According to the county medical examiner’s report after Tran’s death, provided in Meyer’s tort claim, the medication count provided by the medical unit was inaccurate.

When he died, Tran was awaiting a court date in the jail after being committed to Western State Hospital outside Tacoma.

He’d originally been arrested Sept. 29, 2008, for allegedly dumping chlorine powder in a tank of koi fish he’d been raising with business partner Dung Hyung Le in Walnut Grove.

The koi died, an estimated loss of $20,000 for Le, according to court records.

Jeannie Bryant, a senior deputy prosecutor for the county, said the county sent Tran to the mental institution there because it wasn’t sure he was competent to make judgments in his own defense.

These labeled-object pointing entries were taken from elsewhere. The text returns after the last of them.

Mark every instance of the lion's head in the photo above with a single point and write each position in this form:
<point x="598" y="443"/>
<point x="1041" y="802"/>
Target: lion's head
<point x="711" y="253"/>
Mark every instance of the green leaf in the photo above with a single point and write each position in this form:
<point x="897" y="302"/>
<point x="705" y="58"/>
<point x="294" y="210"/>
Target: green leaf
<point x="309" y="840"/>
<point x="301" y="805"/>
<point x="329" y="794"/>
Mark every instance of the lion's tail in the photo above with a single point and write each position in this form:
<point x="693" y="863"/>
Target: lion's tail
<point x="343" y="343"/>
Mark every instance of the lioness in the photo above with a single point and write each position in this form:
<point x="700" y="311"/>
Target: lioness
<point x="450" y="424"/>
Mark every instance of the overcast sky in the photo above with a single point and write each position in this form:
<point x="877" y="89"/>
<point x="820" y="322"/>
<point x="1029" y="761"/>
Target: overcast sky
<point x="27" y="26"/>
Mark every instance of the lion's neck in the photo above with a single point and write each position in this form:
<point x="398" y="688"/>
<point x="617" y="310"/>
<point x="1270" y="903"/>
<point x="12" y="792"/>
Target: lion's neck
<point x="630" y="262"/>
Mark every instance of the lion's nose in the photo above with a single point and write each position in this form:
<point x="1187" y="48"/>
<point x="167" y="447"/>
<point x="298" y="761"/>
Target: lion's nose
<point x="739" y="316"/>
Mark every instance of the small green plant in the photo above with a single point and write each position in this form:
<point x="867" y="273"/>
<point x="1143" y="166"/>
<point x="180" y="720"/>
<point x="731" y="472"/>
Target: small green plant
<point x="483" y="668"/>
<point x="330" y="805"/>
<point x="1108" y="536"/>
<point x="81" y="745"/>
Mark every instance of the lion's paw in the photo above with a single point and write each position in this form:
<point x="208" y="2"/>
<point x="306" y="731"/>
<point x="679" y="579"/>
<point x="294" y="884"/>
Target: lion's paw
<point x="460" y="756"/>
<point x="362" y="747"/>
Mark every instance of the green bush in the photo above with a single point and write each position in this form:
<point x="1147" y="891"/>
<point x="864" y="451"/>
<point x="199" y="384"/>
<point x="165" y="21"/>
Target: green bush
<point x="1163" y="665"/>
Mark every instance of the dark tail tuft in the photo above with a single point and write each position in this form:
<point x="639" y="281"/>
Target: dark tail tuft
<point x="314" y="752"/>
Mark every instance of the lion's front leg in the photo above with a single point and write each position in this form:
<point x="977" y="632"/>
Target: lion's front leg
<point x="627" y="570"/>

Bryant said the county had just received Tran’s medical report from the hospital when he died.

Officials in the sheriff’s office said they couldn’t comment on Tran’s case because of the threat of a lawsuit.

Meyer, the Portland-based lawyer for Tran’s estate, said he’s waiting to obtain more documents before moving the claim forward.

“There’ll probably be more specific allegations,” Meyer said.